Segundo o site Fast Company, cerca de US$ 30 milhões será do fundo municipal e o restante da iniciativa privada. A expectativa é gerar até 10 mil empregos qualificados com a implementação do plano.

“A segurança virtual nunca foi tão importante para os pilares da economia de Nova York – setores como finanças, saúde, mídia e tecnologia –, (quanto agora) e só será cada vez mais crucial” disse o presidente do Manhattan Borough, Gale A. Brewer, em comunicado.

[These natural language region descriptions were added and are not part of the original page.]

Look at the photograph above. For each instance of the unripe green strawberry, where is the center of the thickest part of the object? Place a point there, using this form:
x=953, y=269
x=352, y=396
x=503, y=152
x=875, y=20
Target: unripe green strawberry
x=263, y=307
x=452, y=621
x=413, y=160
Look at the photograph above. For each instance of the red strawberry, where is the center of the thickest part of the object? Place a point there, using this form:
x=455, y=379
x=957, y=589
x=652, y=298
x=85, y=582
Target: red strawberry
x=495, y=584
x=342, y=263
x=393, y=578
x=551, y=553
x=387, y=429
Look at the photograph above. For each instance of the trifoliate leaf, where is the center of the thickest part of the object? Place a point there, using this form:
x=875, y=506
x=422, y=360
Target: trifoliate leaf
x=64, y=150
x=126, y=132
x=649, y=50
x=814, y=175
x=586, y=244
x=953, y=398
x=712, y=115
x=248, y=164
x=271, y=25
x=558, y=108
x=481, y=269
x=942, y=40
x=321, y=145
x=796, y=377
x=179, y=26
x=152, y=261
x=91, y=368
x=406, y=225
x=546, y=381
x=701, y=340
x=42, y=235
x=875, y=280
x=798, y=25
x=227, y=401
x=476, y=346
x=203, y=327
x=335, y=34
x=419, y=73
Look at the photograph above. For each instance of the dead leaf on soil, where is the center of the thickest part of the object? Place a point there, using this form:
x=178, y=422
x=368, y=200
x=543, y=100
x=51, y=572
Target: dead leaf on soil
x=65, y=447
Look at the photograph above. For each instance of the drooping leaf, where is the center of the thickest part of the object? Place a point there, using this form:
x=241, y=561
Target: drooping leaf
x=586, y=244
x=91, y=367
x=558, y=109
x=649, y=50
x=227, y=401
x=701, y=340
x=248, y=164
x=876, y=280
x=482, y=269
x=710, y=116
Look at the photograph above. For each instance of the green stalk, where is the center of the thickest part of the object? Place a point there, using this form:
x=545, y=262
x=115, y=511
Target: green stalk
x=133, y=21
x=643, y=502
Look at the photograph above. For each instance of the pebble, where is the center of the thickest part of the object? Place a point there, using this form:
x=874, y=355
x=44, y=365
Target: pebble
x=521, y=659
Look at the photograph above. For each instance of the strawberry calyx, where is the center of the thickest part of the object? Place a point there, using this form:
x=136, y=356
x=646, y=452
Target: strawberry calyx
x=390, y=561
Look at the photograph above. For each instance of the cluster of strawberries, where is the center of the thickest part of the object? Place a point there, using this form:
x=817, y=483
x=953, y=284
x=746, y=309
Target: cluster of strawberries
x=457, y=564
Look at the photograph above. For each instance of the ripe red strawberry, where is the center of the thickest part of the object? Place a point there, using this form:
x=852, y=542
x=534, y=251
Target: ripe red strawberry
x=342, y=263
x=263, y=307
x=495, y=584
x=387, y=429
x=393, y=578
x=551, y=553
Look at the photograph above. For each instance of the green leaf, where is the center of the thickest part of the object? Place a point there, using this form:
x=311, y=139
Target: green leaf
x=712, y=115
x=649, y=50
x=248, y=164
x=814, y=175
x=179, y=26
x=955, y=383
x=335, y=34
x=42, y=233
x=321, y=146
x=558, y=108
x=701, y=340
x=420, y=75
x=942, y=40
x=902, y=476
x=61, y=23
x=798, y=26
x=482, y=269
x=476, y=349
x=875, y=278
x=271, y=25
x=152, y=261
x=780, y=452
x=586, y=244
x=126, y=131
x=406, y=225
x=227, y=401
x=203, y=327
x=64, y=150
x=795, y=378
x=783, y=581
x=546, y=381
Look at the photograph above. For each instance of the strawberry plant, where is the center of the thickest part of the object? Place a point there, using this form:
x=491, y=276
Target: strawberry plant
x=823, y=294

“Você só precisa abrir o jornal para ver quão vasta é a necessidade de segurança cibernética hoje. Investir nesta indústria é oportuna, joga com os pontos fortes de Nova York e proporcionará um retorno real”.

Confira as diretrizes do plano

Abrir um centro de segurança cibernética em Chelsea com a empresa de inovação Sosa. O centro irá hospedar eventos, um espaço de coworking e um “cyber-range” para simulações de segurança.

Lançar um centro internacional de investimentos em segurança cibernética no Soho, em conjunto com a empresa de capital de risco Jerusalem Venture Partners, apoiando startups de segurança cibernética na cidade.

Adicionar programas de treinamento em segurança cibernética às faculdades da cidade, incluindo programas de aprendizado online e um programa de mestrado afiliado ao Facebook de um ano na City University of New York. Outro programa ofereceria um curso preparatório de seis semanas no LaGuardia Community College, seguido por um treinamento desenvolvido pela escola de codificação  Fullstack Academy,  que visa a colocar mil estudantes em trabalhos virtuais, pagando uma média de US$ 65 mil nos primeiros três anos.

Parceria com a Columbia University para apoiar a comercialização de pesquisas acadêmicas no campo.